Slave Cemetery Discovered at Kingsley Plantation | News
JACKSONVILLE, Fla. -- After nearly 175 years hidden in unmarked graves, the remains of six African slaves have been discovered at Kingsley Plantation on Fort George Island.
"This discovery is nothing short of momentous," said Barbara Goodman, Timucuan Ecological and Historic Preserve superintendent.
"The fact that we can now definitively say that we have found this remarkable heritage site is very significant."
The site was found near the ruins of the slave quarters, just off the main road that leads to the plantation house.
James Davidson worked with the University of Florida archaeological field school at Kingsley Plantation during the summer of 2010 when the original discovery was made.
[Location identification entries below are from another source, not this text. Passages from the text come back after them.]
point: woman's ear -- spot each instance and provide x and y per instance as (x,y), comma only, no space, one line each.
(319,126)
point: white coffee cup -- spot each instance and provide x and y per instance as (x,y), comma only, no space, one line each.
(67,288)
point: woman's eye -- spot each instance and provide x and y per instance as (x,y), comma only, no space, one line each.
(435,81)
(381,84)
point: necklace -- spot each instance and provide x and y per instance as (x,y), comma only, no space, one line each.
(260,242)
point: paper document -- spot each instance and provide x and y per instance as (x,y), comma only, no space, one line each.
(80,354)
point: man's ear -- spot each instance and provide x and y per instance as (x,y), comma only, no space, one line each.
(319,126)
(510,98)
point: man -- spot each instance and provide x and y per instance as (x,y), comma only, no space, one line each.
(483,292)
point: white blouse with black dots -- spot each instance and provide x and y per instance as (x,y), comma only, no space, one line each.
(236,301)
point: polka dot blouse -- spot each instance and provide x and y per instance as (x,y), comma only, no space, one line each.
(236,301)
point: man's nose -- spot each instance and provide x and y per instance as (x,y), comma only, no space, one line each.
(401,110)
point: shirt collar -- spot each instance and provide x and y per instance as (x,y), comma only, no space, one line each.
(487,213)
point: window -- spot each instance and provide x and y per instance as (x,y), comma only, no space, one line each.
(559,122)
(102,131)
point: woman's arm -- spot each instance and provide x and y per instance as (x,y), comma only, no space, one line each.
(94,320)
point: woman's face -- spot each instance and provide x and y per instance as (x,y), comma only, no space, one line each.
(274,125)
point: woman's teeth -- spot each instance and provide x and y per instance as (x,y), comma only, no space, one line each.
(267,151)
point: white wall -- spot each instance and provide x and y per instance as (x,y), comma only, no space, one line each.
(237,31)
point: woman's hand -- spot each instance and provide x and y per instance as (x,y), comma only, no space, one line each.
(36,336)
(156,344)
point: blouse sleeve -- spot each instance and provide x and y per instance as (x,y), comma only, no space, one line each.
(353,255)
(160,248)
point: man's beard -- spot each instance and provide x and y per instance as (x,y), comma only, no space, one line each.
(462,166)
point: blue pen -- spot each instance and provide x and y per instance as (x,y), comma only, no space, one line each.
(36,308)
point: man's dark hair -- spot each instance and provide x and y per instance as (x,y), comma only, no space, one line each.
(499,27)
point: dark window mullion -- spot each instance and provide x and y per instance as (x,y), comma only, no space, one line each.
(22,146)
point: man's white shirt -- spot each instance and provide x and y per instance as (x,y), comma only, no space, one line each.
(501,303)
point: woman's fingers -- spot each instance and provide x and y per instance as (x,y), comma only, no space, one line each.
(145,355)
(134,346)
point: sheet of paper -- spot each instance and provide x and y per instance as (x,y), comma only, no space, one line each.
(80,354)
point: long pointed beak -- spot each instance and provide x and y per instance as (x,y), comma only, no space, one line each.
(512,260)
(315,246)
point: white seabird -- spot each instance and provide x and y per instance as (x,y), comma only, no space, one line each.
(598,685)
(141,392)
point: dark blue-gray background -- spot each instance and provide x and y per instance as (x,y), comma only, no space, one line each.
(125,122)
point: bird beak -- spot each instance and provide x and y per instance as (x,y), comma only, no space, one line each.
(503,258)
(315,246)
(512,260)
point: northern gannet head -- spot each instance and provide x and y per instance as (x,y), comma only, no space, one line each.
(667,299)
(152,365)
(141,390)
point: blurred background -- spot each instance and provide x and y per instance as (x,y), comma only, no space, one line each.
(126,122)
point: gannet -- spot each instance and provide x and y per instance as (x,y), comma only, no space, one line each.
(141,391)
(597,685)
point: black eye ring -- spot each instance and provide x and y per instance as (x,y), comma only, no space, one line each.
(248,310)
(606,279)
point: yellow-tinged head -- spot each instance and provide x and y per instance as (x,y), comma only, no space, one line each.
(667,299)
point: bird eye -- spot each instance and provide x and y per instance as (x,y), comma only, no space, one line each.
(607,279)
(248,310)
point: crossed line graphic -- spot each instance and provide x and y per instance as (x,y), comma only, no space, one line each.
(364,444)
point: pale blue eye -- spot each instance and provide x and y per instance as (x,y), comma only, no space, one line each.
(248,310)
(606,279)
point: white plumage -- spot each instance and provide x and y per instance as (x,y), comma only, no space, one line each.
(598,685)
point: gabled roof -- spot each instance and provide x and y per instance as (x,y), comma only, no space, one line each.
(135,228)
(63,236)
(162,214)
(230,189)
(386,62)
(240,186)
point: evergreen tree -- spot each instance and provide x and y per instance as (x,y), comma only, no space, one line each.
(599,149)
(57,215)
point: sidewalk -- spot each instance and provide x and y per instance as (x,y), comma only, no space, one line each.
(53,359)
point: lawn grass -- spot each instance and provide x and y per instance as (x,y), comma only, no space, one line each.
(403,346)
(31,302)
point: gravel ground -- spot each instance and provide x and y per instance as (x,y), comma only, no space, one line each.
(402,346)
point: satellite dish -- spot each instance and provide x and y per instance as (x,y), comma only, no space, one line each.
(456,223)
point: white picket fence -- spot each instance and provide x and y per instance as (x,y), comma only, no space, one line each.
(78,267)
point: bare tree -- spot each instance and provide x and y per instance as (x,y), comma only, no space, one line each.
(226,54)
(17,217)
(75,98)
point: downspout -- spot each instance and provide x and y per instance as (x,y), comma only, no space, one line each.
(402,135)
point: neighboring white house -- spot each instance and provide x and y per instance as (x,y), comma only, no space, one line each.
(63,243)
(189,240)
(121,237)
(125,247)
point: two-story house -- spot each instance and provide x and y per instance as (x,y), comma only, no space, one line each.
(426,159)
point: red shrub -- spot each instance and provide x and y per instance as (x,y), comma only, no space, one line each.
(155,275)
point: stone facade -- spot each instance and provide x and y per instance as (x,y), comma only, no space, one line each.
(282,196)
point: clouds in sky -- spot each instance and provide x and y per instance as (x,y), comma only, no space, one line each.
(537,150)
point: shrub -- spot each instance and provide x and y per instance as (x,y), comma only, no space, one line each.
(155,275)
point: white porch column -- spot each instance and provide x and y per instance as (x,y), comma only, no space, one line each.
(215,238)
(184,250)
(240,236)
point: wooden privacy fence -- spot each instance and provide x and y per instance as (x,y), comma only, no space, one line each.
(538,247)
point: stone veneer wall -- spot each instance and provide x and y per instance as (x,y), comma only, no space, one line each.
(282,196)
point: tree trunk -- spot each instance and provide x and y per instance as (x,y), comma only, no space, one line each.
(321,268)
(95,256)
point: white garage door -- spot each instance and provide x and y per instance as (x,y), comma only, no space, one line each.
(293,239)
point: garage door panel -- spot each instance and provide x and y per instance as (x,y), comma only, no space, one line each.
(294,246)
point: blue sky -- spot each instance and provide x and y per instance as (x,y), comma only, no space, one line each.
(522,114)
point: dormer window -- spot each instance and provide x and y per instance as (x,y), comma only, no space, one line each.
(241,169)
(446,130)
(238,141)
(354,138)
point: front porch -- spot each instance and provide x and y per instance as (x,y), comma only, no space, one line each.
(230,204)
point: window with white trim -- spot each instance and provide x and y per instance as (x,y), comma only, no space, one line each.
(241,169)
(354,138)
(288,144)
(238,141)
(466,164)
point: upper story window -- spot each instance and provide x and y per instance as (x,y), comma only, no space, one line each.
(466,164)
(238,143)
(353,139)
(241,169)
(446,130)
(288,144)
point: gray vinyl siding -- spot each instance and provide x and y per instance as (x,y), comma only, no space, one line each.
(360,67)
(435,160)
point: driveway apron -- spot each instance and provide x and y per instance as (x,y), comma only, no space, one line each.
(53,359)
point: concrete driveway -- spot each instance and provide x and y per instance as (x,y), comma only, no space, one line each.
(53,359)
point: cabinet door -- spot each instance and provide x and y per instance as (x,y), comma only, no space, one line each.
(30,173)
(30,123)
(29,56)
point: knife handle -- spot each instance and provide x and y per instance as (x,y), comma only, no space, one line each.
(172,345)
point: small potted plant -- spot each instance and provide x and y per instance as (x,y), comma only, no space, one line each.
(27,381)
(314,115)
"We didn't stumble over this by accident like so many of these discoveries," Davidson said. "We had reason to believe this was here for a long time."
The plantation got its name from Zephaniah Kingsley, a slave trader who owned the land in the 1800s. Kingsley married one of his slaves, and freed her and her three children.
A direct descendant of Kingsley, Dr. Johnnetta Cole was there for the presentation Thursday.
"My ancestral roots are so deeply planted in this place," she said.
"You can't know where you're going if you don't know where you've been," she said. "This discovery of an African burial ground, a burial ground of enslaved people, helps us to understand where all of us have been and now where and how we can go forward."
On Saturday, park rangers and the park archaeologist will lead guided tours of the grounds of Kingsley Plantations and the cemetery.